Perhaps the most significant change to this new blog is that I’m now trying to make a little podcast out of it. Hearing a voice may be somewhat more interesting, or at least more fun for me to produce. That said, I’m sure I won’t be able to record something for every single post, just as I know I can’t post every single day, but I’ll see how it goes.

I got my 2nd rejection slip of ’08 earlier this week for my short story Oberon’s Paradise. I have three or four more magazines I want to try selling it to, then I don’t think I’ll be able to resist the urge to just podcast it with some incidental music, as I think that would be fun to create. I have a few other short stories I’m working on, but nothing near completion yet. And I should really get back to writing my other two novels as well sometime.

SporeAlso earlier this week, I found a very interesting video on YouTube with game designer Will Wright and some musician that I’ve never heard of. They were talking about generative systems, which Wikipedia calls “systems that use a few basic rules to yield extremely varied and unpredictable patterns.” So, they are basically systems which are good at producing emergent properties. The video from YouTube is just a clip from a much longer talk they gave (available to see here) which I could not resist sitting through. In the longer video, you get to see Will Wright talk about the role of generative systems in games and, more specifically, in the upcoming game Spore. He also touched briefly on the subject of applying generative systems to narrative stories, which I also thought was pretty fascinating.

Anyway, this is the YouTube clip.

One other thing that caught my attention in the longer video. Take a look at what they say about music:

Will Wright: Can you imagine any sort of even this past computational filter that would pre-listen to the music, analyze the structure, look for a pattern, whatever, that would at least prune out the 90% that you obviously don’t want to listen to and let you focus your efforts on the 10% that has some promise?

Brian Eno: Would you like to work on that for me?

Will Wright: Sure, I would love to.

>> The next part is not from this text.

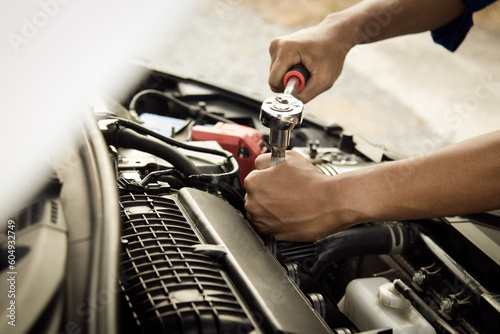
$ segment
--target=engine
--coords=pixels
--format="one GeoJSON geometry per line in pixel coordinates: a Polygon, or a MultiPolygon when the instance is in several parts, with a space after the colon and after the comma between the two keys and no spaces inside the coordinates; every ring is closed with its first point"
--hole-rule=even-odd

You just have to give me the algorithms, I’ll cut it right up for you.

Brian Eno: No, it’s, funnily enough there’s been a lot of research into that, because you know there are always people trying to figure out how you write a hit.

Will Wright: Oh, I see. Formalizing the–

Brian Eno: Something I wouldn’t mind knowing about.

Will Wright: The hit generator.

Brian Eno: So there’s been all sorts of attempts to do that, but they’ve been astoundingly unsuccessful so far.

I would agree that for the most part, most people exploring that area have been unsuccessful (though I honestly believe it’s only a matter of time) but I wonder if Mr. Eno is at all familiar with David Cope’s awesome work? His computer program doesn’t write music in exactly the way Will Wright describes, but I’d still say Cope’s program is, in a way, a form of a generative system.

So, as I have started writing a book on the art of melody (or started planning it, really), I think I will definitely explore the subject of a generative system for melody. I’m not sure I’ll do anything really new, but it must be a fascinating area of study.

Oooh, I just visited Mr. Cope’s site, and it looks like he’s got two free rough-draft books up temporarily, one on musical suggestions for beginning music students and one on … of all things, board games! Games, music, generative systems, it’s all related! I love it!